La primera vez que busqué el significado de la palabra comunismo lo hice en un pequeño diccionario de bolsillo que tenía mi madre. Para mi sorpresa, detrás de los dos puntos había una sola palabra: hambre. Eso ocurrió a mediados de 1959, cuando todavía no circulaban en Cuba los manuales de marxismo-leninismo producidos en la Unión Soviética.
Una década más tarde participé con entusiasmo en las discusiones universitarias donde se debatía si el comunismo triunfaría primero en Francia, Alemania, Inglaterra o Estados Unidos. Éramos jóvenes e ingenuos y deseábamos lo mejor para la humanidad, incluyendo la paz mundial, el amor libre y ese chorro lleno de bienes materiales que permitiría a cada cual recibir según sus necesidades.
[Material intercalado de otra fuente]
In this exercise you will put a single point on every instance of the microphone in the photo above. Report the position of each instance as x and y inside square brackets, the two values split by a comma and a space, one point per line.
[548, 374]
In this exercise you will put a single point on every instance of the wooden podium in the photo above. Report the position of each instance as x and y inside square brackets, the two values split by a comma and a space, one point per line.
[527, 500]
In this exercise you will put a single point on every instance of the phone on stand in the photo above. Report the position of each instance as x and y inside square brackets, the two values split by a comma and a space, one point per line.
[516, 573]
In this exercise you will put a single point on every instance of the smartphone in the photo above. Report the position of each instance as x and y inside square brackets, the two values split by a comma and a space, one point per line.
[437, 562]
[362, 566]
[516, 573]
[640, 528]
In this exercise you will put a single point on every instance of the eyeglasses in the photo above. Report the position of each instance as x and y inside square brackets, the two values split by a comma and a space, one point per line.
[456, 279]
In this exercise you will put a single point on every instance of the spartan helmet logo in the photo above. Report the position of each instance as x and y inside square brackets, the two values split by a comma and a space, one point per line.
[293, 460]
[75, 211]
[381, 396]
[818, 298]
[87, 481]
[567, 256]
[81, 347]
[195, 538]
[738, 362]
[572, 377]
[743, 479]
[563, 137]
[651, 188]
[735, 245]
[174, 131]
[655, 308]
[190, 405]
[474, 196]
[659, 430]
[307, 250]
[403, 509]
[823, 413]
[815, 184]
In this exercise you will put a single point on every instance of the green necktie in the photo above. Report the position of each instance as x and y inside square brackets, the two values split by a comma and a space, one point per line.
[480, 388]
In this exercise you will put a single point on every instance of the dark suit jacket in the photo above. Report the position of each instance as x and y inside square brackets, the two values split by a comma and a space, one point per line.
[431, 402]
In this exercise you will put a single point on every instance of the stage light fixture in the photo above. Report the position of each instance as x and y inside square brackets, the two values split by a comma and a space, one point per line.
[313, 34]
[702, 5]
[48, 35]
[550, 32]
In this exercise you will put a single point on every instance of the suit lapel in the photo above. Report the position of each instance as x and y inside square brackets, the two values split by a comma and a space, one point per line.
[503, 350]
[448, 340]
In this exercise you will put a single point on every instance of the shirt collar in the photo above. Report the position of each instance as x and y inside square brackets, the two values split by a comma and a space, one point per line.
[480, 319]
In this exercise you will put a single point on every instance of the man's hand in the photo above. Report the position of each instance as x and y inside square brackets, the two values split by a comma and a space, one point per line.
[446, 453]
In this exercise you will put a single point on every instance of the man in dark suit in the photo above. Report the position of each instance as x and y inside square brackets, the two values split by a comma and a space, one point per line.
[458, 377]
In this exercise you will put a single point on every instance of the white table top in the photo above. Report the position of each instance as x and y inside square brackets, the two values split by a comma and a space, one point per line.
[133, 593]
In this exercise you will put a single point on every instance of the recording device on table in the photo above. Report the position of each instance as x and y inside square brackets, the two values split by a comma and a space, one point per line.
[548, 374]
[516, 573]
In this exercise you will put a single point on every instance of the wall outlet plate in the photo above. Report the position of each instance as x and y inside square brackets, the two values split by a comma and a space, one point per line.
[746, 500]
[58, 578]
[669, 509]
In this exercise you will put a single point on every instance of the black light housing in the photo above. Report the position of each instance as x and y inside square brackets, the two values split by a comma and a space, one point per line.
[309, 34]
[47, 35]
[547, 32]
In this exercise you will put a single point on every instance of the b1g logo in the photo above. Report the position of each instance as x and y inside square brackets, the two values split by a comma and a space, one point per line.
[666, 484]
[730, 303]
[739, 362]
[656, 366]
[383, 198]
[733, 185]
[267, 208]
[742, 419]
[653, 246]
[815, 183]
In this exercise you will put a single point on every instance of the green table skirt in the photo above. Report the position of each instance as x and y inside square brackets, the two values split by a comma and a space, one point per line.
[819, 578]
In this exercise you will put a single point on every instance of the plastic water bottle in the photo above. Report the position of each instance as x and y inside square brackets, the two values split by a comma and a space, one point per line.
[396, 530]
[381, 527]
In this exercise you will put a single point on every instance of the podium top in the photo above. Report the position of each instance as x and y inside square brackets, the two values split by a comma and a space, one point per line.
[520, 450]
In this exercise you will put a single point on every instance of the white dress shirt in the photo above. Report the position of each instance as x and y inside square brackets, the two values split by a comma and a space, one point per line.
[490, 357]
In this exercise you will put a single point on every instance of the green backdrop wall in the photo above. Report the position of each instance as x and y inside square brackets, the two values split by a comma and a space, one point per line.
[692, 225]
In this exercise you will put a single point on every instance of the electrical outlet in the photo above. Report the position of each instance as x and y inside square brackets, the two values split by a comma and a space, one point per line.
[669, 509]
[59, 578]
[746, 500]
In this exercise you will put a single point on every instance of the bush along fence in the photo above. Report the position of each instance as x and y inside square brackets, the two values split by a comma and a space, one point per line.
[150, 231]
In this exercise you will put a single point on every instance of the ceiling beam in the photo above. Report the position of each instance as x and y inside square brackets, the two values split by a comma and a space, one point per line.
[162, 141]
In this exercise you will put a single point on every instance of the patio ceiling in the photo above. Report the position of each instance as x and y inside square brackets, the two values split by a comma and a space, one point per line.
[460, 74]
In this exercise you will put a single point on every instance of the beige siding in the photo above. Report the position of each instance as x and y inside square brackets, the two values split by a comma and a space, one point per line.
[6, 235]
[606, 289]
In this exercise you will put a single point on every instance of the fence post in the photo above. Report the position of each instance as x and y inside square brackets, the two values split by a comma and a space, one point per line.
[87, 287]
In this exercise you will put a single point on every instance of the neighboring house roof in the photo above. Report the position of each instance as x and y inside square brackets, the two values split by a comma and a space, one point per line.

Quizás por los efectos retardados de aquellas intoxicaciones intelectuales, cada vez que escucho o leo a alguien comentar sobre los problemas del comunismo en Cuba, tengo el impulso de argumentar que este país está muy lejos de instaurar el sistema social que lleva por nombre comunismo, pero hacer semejante aclaración suele confundirse con la defensa del sistema. Es como si se dijera "¡Ya quisiera Cuba vivir en el comunismo!".
En El capital Carlos Marx advertía que el comunismo sería "una forma superior de la sociedad cuyo principio fundamental es el desarrollo pleno y libre de todos los individuos", donde el trabajo se convertiría en la primera necesidad vital de los ciudadanos. Detrás de esa aseveración propagandística se supone que había una base científica respaldada por el descubrimiento de "la contradicción entre el carácter social de la producción y la propiedad privada sobre los medios de producción".